You can share a Final Cut Pro for the iPad project and open it on another iPad or in FCP on the desktop. This ability to open it on the desktop is possible in Final Cut Pro version 10.6.6.
Soundtracks are audio tracks that edit themselves when you change the duration. So if you’re thinking SonicFire Pro then you have the idea. Or Adobe Remix, or you remember Soundtrack Pro. But Remix works with any track, and Soundtrack Pro was just based around loops.
And yes, Final Cut Pro for iPad is subscription based
I’ll leave this for others to touch on but this is a new FCP model that’s for sure. But it’s in line with what Apple (and every company that sells software) wants to do.
Okay, so it really is Final Cut Pro, but the engineers and designers have given it a healthy rethink for the iPad. I purposely didn’t mention any other iPad NLEs as this isn’t the place to compare and contrast. (There will be countless YouTube videos doing just that with most missing the point entirely.) This review is about our beloved FCP, where it is in time and what it’s like to actually edit with it when you’re familiar with the desktop version of FCP. We know FCP for desktop has been slow on the upgrades and features for the last few years. Was all that effort put into FCP for iPad so as to neglect the desktop version? Probably not, but Final Cut Pro for iPad is different enough that some extensive engineering went into its creation.
Will you be cutting the next indie feature or unscripted series on Final Cut Pro for iPad? Probably not, but it could be used to do some preliminary work. It’s closer to an NLE companion app than another A company got with their iPad NLE. Final Cut Pro for iPad is geared more toward the “creator” than the dedicated editor. You can shoot video on the iPad right from the NLE! But that creator thing is ok.

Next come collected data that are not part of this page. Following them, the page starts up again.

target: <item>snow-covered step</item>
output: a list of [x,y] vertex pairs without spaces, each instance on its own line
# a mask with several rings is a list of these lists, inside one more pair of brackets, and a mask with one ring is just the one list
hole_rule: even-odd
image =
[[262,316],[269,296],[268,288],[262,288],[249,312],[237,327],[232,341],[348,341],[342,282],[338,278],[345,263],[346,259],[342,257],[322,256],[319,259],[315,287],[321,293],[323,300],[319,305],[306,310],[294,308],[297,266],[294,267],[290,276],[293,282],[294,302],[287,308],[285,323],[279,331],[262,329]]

In my short time with Final Cut Pro for iPad, this was the best thing that I saw come from it.⬇️
That’s a kid making a video about his dog that he has always wanted to make but never tried before Final Cut Pro for iPad. I gave him minimal instruction, and he was ecstatic when it was done. That’s what you want out of some cool, new and accessible technology. Keep it up creators. You have tools like never before.